In case the import is not clear, let us state emphatically: this is a huge development.

***

In court filings seeking to stave off a media Freedom of Information request, the FBI has stated that releasing documents relating to this issue will harm “national security.” As proof of the sensitivity of the matter, the FBI gave the judge a document dated April 4, 2002, in which the FBI states that its own inquiries “revealed many connections” between a well-connected Saudi family with a house in South Florida and “individuals associated with the terrorist attacks on 9/11/2001.”

The Sarasota Affair

The Freedom of Information request that prompted these reluctant admissions was filed by the Broward Bulldog, a South Florida nonprofit investigative site which first covered the Saudi connection in 2011.

The Bulldog’s reporting explained how a family living in an exclusive gated community outside Sarasota, on Florida’s West Coast, had apparently vanished suddenly some 10 days before the 9/11 attacks. Investigators, including a swarm of FBI agents, found that the family’s departure was clearly so sudden that they left almost their entire household intact, down to cars, clothing, and food in the refrigerator. Most significant, though, investigators had established that several of the men publicly identified as among the 9/11 hijackers, including purported ringleader Mohammed Atta, had visited the house and/or been linked to it through a web of telephone communications.

The FBI told none of this to Congress, and it was not mentioned in the original 9/11 Commission report released in 2004.
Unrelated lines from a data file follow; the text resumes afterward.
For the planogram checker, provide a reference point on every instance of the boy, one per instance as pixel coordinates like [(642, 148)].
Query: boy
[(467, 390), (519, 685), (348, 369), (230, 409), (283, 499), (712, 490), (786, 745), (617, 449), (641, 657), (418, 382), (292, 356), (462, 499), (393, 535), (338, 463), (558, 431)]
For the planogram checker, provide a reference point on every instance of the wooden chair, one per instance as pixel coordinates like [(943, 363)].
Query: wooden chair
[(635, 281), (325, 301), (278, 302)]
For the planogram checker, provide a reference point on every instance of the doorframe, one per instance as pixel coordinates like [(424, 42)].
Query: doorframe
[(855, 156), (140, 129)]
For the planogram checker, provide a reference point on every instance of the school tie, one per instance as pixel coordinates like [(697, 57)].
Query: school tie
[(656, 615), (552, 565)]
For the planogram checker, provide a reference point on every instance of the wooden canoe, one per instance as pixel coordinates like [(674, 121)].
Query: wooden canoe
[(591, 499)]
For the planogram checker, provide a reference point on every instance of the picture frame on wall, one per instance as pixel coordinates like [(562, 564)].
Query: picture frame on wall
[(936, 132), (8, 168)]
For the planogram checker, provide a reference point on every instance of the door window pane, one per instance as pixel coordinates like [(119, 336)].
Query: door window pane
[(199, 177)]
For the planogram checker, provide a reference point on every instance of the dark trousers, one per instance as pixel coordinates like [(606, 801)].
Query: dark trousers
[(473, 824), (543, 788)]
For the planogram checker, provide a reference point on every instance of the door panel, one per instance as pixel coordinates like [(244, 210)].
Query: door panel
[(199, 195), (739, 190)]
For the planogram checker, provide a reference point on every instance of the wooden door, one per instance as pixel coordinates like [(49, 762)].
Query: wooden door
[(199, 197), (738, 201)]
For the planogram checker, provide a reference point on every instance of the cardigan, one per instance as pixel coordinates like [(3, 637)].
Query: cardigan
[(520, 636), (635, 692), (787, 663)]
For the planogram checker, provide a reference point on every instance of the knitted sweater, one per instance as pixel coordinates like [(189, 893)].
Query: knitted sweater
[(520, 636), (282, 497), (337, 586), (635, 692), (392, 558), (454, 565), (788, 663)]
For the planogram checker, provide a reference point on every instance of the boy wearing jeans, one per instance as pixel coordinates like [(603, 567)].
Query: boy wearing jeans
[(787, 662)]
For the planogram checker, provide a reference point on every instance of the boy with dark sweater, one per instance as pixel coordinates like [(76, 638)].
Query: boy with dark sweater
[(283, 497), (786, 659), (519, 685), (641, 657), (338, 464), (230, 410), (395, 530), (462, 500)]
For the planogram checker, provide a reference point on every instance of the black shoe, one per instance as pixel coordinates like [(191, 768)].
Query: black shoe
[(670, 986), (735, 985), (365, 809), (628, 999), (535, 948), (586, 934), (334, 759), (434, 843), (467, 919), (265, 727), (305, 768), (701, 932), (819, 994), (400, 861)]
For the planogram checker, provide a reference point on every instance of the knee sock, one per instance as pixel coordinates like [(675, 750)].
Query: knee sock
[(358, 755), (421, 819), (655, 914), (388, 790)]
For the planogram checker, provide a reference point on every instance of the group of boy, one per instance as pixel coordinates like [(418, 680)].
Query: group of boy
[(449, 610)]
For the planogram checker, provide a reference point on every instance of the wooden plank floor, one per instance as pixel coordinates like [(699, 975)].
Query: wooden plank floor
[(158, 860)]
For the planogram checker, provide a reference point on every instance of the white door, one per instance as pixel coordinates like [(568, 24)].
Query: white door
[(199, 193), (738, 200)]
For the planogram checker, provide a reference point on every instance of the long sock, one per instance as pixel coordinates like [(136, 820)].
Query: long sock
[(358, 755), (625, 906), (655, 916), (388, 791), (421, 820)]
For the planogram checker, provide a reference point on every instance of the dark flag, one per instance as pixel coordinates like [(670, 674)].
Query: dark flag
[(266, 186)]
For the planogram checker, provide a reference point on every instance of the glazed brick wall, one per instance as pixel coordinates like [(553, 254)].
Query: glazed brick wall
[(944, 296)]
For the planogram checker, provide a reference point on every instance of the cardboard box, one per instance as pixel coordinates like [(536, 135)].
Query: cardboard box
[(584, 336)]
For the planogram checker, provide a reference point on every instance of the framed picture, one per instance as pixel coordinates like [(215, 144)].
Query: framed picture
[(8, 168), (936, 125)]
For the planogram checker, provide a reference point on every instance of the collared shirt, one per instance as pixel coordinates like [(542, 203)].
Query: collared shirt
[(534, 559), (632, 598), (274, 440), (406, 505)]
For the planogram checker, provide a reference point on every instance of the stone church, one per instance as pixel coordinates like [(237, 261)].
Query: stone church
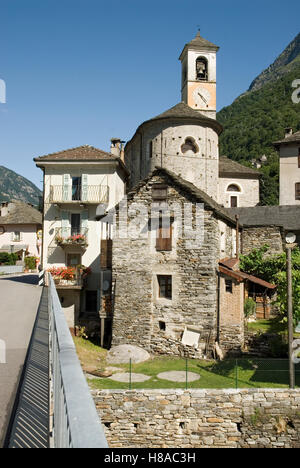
[(171, 295)]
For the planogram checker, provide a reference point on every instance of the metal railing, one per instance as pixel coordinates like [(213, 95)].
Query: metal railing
[(71, 236), (79, 194), (76, 423)]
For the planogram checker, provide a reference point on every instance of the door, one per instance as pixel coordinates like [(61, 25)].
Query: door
[(75, 224), (76, 188)]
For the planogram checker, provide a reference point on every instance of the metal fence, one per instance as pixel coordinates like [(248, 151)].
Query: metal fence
[(76, 423), (162, 373)]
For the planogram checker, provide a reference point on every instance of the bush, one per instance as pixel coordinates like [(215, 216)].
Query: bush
[(8, 259), (30, 263)]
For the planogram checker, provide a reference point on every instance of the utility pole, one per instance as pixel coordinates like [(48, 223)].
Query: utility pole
[(290, 239)]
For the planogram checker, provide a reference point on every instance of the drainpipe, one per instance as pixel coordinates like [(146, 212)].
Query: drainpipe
[(237, 237)]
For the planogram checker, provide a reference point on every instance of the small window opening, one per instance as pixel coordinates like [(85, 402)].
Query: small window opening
[(201, 69), (165, 286), (189, 145), (229, 286)]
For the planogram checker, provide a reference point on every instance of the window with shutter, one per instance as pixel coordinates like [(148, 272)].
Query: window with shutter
[(164, 235), (165, 286), (297, 191), (106, 254)]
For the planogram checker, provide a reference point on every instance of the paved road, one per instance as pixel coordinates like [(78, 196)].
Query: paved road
[(19, 300)]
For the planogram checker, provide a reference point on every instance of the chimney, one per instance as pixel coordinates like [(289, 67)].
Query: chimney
[(288, 132), (117, 148)]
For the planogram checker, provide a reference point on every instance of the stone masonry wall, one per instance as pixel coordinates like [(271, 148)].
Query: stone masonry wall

WhoWhatWhy, in an original investigation, went deeper, and established that the owner of the house was a prominent Saudi businessman who works directly for the Saudi prince most involved with aviation—including being the first Saudi who trained to fly planes in South Florida. You can read our complete story here (http://whowhatwhy.com/2011/09/22/saudi-royal-ties-to-911-hijackers-via-florida-saudi-family-0/).

The significance of this cannot be stated strongly enough. Although many people think they “already know” about ties between the hijackers and Saudi royals, they confuse these important revelations with reports that prominent Saudis were permitted to leave the country shortly after 9/11, as popularized in Michael Moore’s film Fahrenheit 9/11.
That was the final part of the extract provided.